網路單晶片是一種系統晶片的架構，比起使用匯流排的架構更能處理龐大的資料跟傳輸量。任務對應在網路單晶片設計中是重要的一環，對應結果會對處理器之間的溝通成本造成影響。對應任務到網格結構上是一個被證明為NP-hard問題的constrained quadratic assignment problem例子。本論文提出一個對應任務到網格拓樸NoC結構上的多目標基因演算法，稱為Genetic Mapping Algorithm(GMA)。我們將task graph編碼為基因後，以對應於網格上的任務間的幾何關係作為交配運算子。從執行效率跟能量效率兩個層面去考量基因適應性，引用Pareto efficiency的概念挑選出滿足大多數情境需求的基因。最後我們實作演算法，用TGFF產生的隨機benchmark和多媒體影音服務做為測試資料。在將包含大量核心數的random task graph放置於大規模網格基底NoC的情況，GMA能找到比NMAP品質更好的解。

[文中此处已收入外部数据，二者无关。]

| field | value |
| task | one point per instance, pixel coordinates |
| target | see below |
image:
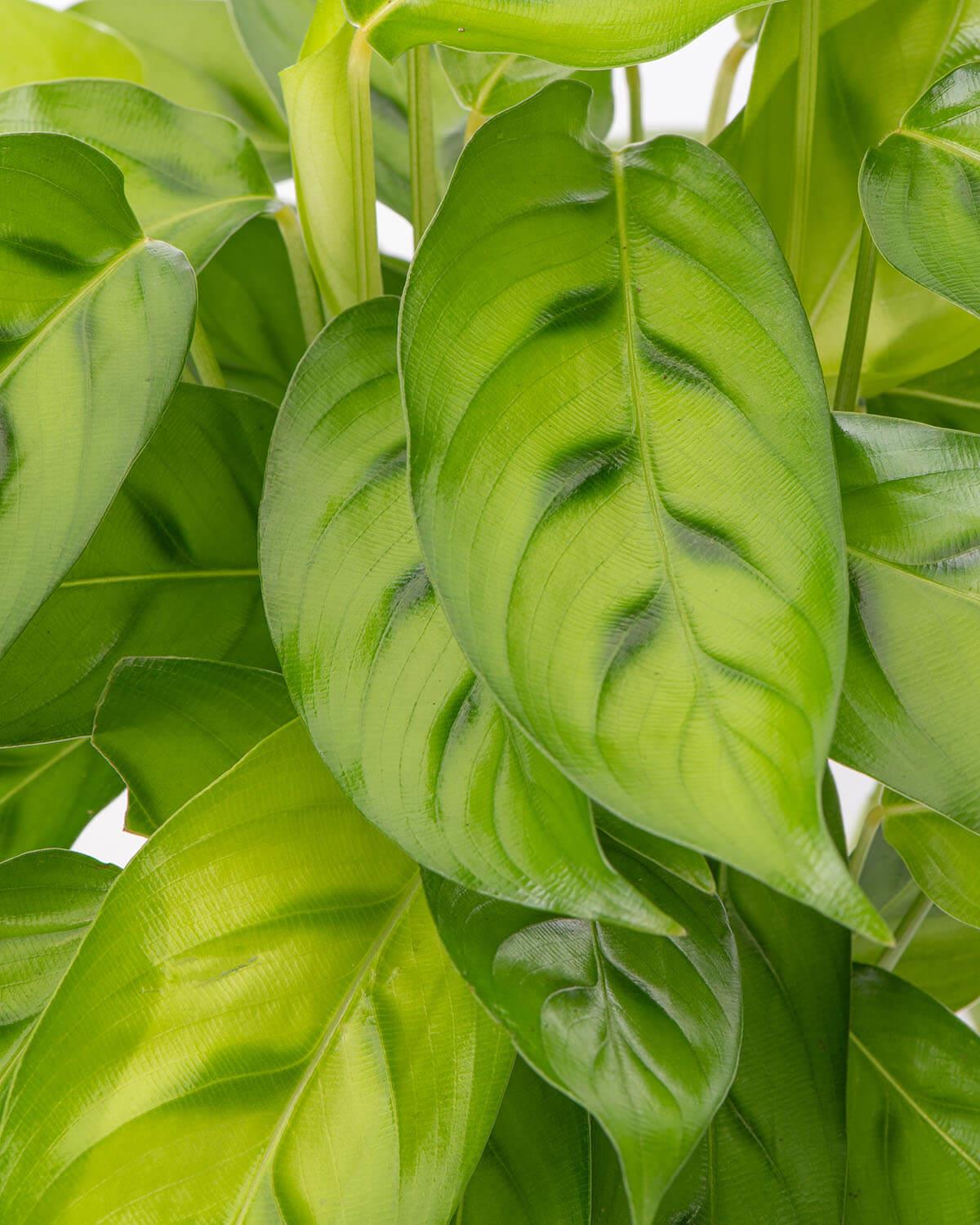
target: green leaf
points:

Mesh-based Network-on-chip (NoC) belongs to a certain System-on-Chip architecture, which can handle a huge amount of data and transmission compared to the architecture that uses bus-based architecture. In the design of NoC, task mapping is an important step, and the corresponding result will affect the communication cost between processors. It can be said that mapping a task to mesh architecture is a constrained quadratic assignment problem sample that is proven to be an NP-hard issue. This paper therefore proposes a multi-object genetic algorithm from mapping task to mesh topology NoC structure, which can be called Genetic Mapping Algorithm (GMA). After the author encodes the geometric relation of tasks into genes, the geometric relationship corresponding to the tasks on the mesh is used as the crossover operator. This study considers gene fitness from two aspects of execution efficiency and energy efficiency, and uses Pareto efficiency to select genes that meet the needs of most situations. Finally, the author implemented the algorithm, using the random benchmark generated by TGFF as well as multimedia audio-visual services as test data. Then, by placing a random task graph containing a large number of cores in a large-scale mesh-based NoC, GMA can find a better quality solution than NMAP.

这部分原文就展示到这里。